Gratitude for the seemingly insignificant — a seed — this plants the giant miracle. . . Do not distain the small.  The whole of life — even the hard — is made of up the minute parts, and if I miss the infinitesimals, I miss the whole.  These are new language lessons, and I live them out.  There is a way to live the big of giving thanks in all things.  It is this: to give thangs in this one small thing.  The moments will add up.

Ann is chronicling her journey created in response to a “dare” of sorts to journal 1,000 things (blessings, gifts) in her life.

I, too, had read it often, the oft-quoted verse: “And gift thanks for everything to God the father in the name of our Lord Jesus Christ” (Ephesians 5:20).  And I, too, would nod and say straight-faced, “I’m thankful for everything.”  But in this counting gifts, to one thousand, more, I discover that slapping a sloppy brush of thanksgiving over everything in my life leaves me deeply thankful for very few things in my life.  A lifetime of sermons on “thanks in al things” and the shelves sagging with books on these things and I testify: life-changing gratitude does not fasten to a life unless nailed through with one very specific nail at a time.
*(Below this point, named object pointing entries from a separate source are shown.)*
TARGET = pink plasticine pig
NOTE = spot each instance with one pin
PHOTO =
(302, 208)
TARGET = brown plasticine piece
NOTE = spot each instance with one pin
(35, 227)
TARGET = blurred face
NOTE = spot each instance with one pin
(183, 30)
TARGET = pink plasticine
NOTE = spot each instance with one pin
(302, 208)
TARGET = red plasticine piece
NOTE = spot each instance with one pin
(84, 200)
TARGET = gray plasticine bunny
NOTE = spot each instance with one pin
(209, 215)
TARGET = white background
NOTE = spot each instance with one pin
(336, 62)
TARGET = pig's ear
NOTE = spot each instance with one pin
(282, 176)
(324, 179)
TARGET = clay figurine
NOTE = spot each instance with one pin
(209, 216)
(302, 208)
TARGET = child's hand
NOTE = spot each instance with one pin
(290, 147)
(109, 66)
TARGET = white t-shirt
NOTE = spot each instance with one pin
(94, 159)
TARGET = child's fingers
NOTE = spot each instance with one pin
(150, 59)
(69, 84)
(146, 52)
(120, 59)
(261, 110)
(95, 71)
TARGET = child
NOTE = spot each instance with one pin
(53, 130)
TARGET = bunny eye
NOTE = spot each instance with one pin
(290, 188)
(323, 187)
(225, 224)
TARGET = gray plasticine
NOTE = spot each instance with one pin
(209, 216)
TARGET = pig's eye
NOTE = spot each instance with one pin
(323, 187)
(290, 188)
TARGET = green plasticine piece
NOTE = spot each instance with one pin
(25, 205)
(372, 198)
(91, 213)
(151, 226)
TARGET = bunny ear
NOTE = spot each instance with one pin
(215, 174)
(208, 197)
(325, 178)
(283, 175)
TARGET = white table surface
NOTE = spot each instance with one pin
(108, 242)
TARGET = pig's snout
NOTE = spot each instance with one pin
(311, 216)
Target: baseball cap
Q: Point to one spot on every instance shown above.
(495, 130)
It is a simple yet profund task, to be present enough, aware enough to notice, name and record the small miracles that surround us.  And they are not really small, just often overlooked in the maturing of our priorities and the shuffling of our tasks.  I feel slightly primed for this challenge of naming 1,000 things.  ”There is always something to be thankful for” can often be heard from my lips. Yet I find that the task is even more eye opening when done deliberately.  I take up the journal also gifted and begin to capture my list.

#1-#16:

*plump, warm cheeks to kiss

*Hunters upturned voice encouraging Quinten

*a first night in a boy boy bed

*unpacking winter clothing in preporation for a new season

*hot cocoa, warm to the lips

*sunlight dancing off of sparse tree leafs

*a mountain of chopped wood, waiting for the fire

*young, plump thighs, soft and warm

*delighted shrills and thrundering feet

*the taste of freshly squeezed apples, fresh on my tongue

*young lips, pursed to an exaggerated pout, red to burst forth into a cry

*the scent of wood, split and raw

*long, dark eyelashes, closed over eyes that have yet to see pain

*father cuddled close to his children, reading a book with enthusiastic vigor

*miniture hands, dimpled and round

*a cozy moment by a wood filled fire

I lay my pen aside and breathe deep.  My life is full indeed. I am blessed beyond measure.